Der gesetzliche WBA besteht nur bei einer ordentlichen Arbeitgeberkündigung des Arbeitsverhältnisses. Kündigt der Arbeitgeber einem tariflich oder vertraglich unkündbaren Arbeitnehmer außerordentlich mit einer sozialen Auslauffrist, dann ist für Widerspruch und den WBA nach der Rspr. des BAG § 102 Abs. 3, 5 BetrVG entsprechend anzuwenden.[1] Kündigt der Arbeitgeber das Arbeitsverhältnis außerordentlich aus wichtigem Grund nach § 626 Abs. 1 BGB, dann scheidet der Anspruch nach § 102 Abs. 5 BetrVG auch dann aus, wenn vorsorglich zugleich eine ordentliche Kündigung erklärt wird.[2] Anders ist nur dann zu entscheiden, wenn der Arbeitgeber die außerordentliche Kündigung "zurücknimmt", deren Unwirksamkeit durch Teilurteil rechtskräftig festgestellt wird oder durch eine gerichtliche Entscheidung die Unwirksamkeit der außerordentlichen Kündigung festgestellt wird oder die ausgesprochene außerordentliche Kündigung offensichtlich i.S.d. Rspr. des BAG unwirksam ist.[3]

 

Rz. 6

Bei einer Änderungskündigung ist hinsichtlich des WBA zu differenzieren. Wenn der Arbeitnehmer das Änderungsangebot nicht fristgerecht annimmt, handelt es sich bei der Änderungskündigung um eine Beendigungskündigung, so dass bei Vorliegen der übrigen tatbestandsmäßigen Voraussetzungen ein WBA besteht.[4] Wenn der Arbeitnehmer das Angebot des Arbeitgebers unter dem Vorbehalt gem. § 2 KSchG annimmt, besteht ein WBA jedenfalls dann nicht, wenn der Arbeitnehmer zu den geänderten Arbeitsbedingungen tätig wird.[5] Anders ist zu entscheiden, wenn der Arbeitgeber den Arbeitnehmer zu den geänderten Bedingungen nicht beschäftigen kann, weil der Betriebsrat der mit einer Änderungskündigung oftmals verbundenen Versetzung (§ 95 Abs. 3 BetrVG) gem. § 99 Abs. 1 BetrVG seine Zustimmung verweigert hat, diese noch nicht ersetzt ist und der Arbeitgeber nicht über § 100 Abs. 1 BetrVG vorgeht. In diesem Fall kommt ein WBA auch bei Annahme des Änderungsangebots unter Vorbehalt in Betracht.[6] Kommt es im weiteren Verlauf zu einer nachträglichen Erteilung der Zustimmung bzw. zur Ersetzung derselben, dann entfällt der WBA.
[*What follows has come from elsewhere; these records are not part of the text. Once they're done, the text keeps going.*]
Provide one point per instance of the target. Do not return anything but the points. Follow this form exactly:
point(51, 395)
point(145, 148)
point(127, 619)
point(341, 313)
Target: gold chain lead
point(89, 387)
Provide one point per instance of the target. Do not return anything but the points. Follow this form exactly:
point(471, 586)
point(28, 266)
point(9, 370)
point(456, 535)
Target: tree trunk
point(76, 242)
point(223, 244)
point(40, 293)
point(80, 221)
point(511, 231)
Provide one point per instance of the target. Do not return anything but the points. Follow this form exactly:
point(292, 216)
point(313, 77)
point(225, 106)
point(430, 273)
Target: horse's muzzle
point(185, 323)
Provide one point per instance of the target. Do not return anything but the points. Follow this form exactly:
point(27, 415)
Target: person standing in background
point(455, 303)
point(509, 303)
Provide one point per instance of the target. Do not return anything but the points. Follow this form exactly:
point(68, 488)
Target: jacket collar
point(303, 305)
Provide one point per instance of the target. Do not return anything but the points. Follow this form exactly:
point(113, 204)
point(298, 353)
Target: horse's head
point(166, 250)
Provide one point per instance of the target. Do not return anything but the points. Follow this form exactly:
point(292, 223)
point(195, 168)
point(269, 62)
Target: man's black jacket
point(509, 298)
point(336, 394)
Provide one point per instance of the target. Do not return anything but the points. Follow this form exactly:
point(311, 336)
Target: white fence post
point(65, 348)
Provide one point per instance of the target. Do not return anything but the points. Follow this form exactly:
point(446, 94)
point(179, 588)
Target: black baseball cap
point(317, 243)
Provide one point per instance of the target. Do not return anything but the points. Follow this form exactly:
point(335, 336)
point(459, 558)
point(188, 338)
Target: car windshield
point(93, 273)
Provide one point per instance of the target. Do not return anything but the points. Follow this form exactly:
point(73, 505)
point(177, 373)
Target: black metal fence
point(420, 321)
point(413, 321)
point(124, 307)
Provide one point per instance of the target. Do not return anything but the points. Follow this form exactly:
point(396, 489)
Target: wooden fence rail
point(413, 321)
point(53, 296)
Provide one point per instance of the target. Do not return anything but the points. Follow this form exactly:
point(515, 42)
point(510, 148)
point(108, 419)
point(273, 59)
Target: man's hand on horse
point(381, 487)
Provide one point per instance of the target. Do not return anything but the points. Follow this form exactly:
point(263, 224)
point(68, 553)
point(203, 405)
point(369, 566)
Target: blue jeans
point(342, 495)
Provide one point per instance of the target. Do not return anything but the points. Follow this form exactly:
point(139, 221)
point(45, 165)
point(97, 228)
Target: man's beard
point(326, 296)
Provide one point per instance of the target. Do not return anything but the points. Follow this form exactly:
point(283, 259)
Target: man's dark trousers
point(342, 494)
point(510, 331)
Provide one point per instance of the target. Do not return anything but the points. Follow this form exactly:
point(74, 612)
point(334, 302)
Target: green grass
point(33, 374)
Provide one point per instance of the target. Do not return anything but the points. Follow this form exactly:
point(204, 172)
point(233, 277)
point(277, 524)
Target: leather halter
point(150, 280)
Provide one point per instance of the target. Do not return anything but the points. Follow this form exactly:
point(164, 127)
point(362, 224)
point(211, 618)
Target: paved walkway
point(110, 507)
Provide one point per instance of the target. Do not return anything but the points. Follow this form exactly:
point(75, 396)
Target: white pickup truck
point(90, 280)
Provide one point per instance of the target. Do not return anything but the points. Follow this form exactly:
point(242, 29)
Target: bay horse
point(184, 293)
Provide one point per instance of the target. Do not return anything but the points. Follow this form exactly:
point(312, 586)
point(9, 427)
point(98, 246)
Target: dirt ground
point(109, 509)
[1] BAG v. 5.2.1998, AP Nr. 143 zu § 626 BGB.
[2] LAG Hamm v. 18.5.1982, DB 1982, 1679.
[3] Vgl. Ascheid/Preis/Schmidt/Koch, § 102 BetrVG Rn 186.
[4] Vgl. ErfK/Kania, § 102 BetrVG Rn 32.
[5] BAG v. 18.1.1990, AP Nr. 27 zu § 2 KSchG 1969.
[6] Vgl. Ascheid/Preis/Schmidt/Koch, § 102 BetrVG Rn 187.

2. Widerspruch des Betriebsrats

 

Rz. 7

Der WBA nach § 102 Abs. 5 BetrVG setzt voraus, dass der Betriebsrat der ordentlichen Kündigung frist- und formgerecht widersprochen hat.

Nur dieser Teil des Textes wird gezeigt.